The Supreme Court of Nigeria has upheld the de-registration of 22 political parties by the Independent National Electoral Commission.
The judgment followed an appeal by INEC against the decision of the Court of Appeal, Abuja Division which had voided the deregistration of the political parties.
INEC had on February 6, 2020 de-registered 74 political parties for failing to win any political office in the last general election.
The Advanced Congress of Democrats (ACD) and 21 other parties headed to the Federal High Court Abuja to challenge their deregistration by INEC.
In a judgment on June 11, 2020, the trial Court dismissed the suit on the grounds that INEC was empowered to de-register parties that failed to win elections.
The court held that Section 225(a), (b) and (c) of the Constitution could be construed disjointively to imply that INEC possesses the power to deregister parties.
On appeal to the Court of Appeal, Abuja, the appellate court, in its judgment in August 2020 said although INEC could de-register parties, it was wrong to have deregistered ACD and 21 other parties while their case was pending in court.

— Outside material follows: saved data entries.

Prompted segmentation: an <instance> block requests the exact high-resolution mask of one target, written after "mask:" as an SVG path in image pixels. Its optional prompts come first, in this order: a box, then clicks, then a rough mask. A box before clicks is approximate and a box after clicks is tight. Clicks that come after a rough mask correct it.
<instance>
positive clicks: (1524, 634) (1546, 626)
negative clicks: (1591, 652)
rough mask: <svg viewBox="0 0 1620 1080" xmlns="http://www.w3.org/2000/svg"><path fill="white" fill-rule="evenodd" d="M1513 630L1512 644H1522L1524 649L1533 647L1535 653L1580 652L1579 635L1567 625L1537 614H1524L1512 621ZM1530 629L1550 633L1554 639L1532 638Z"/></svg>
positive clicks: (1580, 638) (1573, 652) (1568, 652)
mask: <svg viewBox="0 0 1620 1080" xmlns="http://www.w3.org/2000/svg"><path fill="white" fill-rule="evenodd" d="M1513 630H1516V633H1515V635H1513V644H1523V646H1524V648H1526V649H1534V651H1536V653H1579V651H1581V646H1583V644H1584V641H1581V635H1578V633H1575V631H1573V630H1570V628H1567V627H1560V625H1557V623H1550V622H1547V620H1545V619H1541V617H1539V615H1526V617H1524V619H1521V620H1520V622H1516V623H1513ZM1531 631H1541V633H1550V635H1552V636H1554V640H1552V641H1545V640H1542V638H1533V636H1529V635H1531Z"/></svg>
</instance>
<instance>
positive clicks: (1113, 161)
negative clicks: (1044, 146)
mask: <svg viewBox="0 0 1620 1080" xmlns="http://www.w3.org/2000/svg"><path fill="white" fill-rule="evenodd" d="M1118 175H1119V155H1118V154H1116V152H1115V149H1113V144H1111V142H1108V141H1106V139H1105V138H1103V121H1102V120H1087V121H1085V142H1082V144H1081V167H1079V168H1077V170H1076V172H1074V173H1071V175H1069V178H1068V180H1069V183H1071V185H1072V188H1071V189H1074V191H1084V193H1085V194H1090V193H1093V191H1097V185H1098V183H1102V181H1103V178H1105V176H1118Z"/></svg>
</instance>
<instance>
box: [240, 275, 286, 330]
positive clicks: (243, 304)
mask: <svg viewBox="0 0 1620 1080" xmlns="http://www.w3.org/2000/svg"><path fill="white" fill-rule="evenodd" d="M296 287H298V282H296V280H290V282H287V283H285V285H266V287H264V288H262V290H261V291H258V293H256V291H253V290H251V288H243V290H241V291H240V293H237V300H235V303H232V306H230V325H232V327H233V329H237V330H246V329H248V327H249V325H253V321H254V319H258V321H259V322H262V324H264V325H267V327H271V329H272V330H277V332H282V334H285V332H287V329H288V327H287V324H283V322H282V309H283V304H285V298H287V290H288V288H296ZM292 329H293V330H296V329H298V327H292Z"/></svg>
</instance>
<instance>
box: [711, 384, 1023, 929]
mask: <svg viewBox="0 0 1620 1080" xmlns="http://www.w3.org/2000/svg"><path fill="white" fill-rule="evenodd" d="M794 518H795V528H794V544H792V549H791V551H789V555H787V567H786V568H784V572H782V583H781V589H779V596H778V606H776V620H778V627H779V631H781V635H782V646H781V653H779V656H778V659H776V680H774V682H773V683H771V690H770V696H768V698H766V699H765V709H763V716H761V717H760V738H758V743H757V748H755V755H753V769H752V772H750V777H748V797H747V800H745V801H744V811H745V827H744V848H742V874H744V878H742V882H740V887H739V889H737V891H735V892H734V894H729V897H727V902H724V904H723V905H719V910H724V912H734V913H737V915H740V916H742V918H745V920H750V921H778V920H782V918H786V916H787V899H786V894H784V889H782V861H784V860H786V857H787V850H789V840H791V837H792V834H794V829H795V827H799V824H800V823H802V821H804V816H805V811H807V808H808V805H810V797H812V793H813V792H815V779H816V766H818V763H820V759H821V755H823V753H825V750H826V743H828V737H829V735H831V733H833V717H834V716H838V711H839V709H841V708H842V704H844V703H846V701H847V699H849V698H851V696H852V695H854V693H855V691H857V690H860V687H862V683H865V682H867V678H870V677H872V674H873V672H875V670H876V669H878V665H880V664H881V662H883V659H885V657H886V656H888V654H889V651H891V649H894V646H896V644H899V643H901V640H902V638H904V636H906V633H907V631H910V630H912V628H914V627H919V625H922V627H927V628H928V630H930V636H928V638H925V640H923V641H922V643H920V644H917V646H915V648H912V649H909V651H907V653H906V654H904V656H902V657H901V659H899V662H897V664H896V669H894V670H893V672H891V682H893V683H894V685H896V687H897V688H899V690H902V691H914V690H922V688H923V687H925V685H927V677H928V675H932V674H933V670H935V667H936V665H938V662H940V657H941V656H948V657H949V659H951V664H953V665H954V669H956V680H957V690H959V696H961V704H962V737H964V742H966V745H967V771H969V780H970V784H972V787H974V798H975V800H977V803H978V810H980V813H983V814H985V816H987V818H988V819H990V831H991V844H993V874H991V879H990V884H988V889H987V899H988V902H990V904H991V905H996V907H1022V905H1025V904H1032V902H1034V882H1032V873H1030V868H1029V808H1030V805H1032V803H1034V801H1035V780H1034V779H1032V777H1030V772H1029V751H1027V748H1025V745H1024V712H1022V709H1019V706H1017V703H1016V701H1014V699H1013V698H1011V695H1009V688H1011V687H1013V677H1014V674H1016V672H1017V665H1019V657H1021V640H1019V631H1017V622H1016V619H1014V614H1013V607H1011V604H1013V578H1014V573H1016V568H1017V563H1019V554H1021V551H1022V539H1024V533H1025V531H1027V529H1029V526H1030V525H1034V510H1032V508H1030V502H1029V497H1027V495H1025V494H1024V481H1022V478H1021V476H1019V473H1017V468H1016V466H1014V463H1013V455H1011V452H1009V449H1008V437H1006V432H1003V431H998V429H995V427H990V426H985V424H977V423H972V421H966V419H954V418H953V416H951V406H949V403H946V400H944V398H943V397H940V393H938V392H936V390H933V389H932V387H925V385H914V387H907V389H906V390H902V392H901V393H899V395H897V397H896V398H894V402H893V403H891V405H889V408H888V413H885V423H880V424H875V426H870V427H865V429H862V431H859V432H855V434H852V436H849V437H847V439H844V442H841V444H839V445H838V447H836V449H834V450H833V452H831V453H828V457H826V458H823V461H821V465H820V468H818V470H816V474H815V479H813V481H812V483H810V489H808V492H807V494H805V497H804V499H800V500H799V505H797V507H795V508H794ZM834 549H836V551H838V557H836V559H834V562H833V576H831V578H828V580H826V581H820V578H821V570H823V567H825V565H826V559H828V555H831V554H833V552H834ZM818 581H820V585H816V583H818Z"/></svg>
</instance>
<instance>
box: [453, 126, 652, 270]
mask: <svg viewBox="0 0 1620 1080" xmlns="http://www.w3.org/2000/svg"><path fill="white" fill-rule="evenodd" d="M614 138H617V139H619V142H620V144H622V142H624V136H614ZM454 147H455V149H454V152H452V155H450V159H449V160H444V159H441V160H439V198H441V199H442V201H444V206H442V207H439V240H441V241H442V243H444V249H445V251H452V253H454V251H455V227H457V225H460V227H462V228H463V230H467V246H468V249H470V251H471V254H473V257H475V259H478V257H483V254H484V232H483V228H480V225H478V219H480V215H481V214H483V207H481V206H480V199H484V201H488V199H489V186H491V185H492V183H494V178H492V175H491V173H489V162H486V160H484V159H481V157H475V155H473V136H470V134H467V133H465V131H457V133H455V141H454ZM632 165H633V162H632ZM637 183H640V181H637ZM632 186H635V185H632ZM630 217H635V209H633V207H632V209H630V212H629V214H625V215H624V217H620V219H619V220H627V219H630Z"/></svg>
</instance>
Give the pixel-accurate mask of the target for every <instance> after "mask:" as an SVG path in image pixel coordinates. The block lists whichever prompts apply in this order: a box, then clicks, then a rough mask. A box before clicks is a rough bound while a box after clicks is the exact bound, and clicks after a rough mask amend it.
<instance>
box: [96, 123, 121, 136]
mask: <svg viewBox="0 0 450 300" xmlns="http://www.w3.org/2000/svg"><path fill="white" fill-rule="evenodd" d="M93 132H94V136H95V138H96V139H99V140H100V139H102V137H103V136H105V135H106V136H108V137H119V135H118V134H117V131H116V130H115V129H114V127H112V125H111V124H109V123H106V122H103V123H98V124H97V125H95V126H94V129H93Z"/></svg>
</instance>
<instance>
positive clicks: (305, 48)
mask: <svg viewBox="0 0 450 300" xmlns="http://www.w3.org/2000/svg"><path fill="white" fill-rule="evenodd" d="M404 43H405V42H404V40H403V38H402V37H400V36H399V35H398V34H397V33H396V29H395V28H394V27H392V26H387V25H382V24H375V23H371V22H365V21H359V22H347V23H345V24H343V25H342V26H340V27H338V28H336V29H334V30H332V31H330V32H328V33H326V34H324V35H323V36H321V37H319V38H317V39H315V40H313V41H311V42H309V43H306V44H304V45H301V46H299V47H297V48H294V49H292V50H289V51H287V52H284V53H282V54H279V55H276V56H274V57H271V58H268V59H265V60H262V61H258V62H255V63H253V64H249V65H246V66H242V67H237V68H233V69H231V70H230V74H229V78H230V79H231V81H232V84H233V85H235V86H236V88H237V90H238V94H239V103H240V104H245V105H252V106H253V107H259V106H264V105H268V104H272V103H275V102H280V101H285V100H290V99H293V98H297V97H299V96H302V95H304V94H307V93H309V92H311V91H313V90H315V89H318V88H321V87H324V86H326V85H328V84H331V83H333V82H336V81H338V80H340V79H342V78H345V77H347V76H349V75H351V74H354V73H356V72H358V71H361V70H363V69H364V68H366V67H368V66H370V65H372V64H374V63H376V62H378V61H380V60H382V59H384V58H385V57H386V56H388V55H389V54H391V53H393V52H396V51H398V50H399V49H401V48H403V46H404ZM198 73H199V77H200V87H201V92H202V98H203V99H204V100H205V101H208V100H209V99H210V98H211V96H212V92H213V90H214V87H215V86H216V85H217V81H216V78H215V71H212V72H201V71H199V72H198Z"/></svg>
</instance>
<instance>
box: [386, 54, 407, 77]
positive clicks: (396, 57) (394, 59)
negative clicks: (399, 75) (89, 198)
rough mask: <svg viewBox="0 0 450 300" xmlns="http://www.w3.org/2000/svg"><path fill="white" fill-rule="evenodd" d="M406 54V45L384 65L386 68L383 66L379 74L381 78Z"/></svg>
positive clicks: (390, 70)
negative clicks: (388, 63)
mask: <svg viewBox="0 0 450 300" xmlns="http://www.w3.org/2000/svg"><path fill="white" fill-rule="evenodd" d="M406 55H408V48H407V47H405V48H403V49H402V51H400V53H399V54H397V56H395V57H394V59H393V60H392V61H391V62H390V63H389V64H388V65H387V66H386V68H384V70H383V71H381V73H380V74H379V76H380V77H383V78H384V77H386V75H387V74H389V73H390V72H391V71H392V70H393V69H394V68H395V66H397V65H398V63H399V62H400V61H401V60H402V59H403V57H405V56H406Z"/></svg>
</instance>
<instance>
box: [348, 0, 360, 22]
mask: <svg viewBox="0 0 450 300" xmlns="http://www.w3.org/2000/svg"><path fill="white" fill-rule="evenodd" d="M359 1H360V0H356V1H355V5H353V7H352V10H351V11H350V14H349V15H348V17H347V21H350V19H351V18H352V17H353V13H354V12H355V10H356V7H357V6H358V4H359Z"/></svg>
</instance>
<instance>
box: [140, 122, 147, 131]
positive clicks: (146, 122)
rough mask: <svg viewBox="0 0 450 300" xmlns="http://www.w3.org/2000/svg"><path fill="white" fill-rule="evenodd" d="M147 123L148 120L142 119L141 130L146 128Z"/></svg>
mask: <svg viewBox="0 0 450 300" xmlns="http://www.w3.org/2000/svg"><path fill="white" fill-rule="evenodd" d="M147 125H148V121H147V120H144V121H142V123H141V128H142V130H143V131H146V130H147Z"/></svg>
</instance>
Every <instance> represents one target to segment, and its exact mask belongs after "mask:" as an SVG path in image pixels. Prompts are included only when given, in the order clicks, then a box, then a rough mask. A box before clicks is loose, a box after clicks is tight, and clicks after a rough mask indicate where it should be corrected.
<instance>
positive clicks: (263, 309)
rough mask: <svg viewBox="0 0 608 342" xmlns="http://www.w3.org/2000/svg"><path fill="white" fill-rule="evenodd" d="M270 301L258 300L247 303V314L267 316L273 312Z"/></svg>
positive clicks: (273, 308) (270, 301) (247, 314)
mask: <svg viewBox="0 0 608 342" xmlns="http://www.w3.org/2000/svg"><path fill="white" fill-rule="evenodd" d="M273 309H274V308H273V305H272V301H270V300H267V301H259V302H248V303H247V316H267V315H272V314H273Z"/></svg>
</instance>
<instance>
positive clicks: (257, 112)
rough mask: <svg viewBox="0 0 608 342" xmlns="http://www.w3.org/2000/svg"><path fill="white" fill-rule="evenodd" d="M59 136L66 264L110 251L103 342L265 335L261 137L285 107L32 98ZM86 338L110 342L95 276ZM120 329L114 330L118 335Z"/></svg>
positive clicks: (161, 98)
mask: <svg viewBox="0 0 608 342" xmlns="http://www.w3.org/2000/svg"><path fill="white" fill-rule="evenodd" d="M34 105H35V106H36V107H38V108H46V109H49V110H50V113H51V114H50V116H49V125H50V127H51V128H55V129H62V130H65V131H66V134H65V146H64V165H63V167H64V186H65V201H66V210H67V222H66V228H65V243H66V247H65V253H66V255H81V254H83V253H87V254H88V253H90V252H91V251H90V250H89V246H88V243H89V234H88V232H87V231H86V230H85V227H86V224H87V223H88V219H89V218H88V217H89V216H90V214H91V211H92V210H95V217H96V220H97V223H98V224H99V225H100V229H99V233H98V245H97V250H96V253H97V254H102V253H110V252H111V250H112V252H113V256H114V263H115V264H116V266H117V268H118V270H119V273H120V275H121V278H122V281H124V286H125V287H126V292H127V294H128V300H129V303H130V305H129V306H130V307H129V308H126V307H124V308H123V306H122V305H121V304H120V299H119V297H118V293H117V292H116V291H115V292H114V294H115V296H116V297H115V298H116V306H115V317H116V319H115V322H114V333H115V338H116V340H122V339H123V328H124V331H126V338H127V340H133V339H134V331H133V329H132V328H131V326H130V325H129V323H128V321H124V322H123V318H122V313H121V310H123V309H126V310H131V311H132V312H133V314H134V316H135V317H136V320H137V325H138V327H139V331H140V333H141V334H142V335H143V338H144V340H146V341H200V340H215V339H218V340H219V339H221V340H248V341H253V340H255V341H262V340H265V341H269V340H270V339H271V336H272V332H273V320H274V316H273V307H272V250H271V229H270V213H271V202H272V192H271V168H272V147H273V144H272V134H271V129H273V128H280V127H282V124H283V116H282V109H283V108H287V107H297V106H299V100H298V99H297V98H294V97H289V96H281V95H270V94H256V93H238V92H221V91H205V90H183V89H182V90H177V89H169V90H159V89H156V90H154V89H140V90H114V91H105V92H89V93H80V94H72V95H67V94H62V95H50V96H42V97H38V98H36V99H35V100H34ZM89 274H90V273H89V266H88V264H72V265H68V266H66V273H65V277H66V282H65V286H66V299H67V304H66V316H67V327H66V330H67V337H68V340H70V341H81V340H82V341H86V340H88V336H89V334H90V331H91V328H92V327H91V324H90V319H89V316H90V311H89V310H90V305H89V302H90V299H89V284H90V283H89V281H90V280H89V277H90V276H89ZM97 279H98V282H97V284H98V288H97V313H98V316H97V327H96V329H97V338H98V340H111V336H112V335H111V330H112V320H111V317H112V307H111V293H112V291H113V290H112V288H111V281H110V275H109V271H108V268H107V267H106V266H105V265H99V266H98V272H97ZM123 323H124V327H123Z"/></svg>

The political parties were among the 74 deregistered in 2020 by INEC following their dismal performances past elections.
In a lead judgment on Friday, Justice Ejembi Eko of the Supreme Court set aside the verdict of the court below, stressing that the appellate Court on its own (suo motu) raised the issue of lack of fair hearing in favour of the 22 deregistered political parties and arrived at a conclusion without hearing from other parties in the matter.
“This appeal by INEC is meritorious and is hereby allowed.
“The decision of the court below is set aside” Justice Eko held.
Justice Eko opined that proceeding to give judgment in such a situation as done by the Court of Appeal ran contrary to the pillar of the same fair hearing and as such, “its findings and conclusion cannot stand.
“It is not the basic functions of any court to raise a fundermental issue suo motu and come to the conclusion without being addressed by parties in the matter.
“Such action runs foul of the pillar of the fair hearing itself” Justice Eko held.
It was the contention of the apex court that the Court of Appeal took out the issue of fair hearing out of the contemplations of the notice of appeal filed by the political parties but refused to do the needful in order to be fair to others in the matter.
Specifically, the Supreme Court said that the Court of Appeal erred in law by raising the issue of fair hearing in favour of the political parties suo motu and declined to give opportunity to other respondents to address it on the matter in order to arrive at a just conclusion.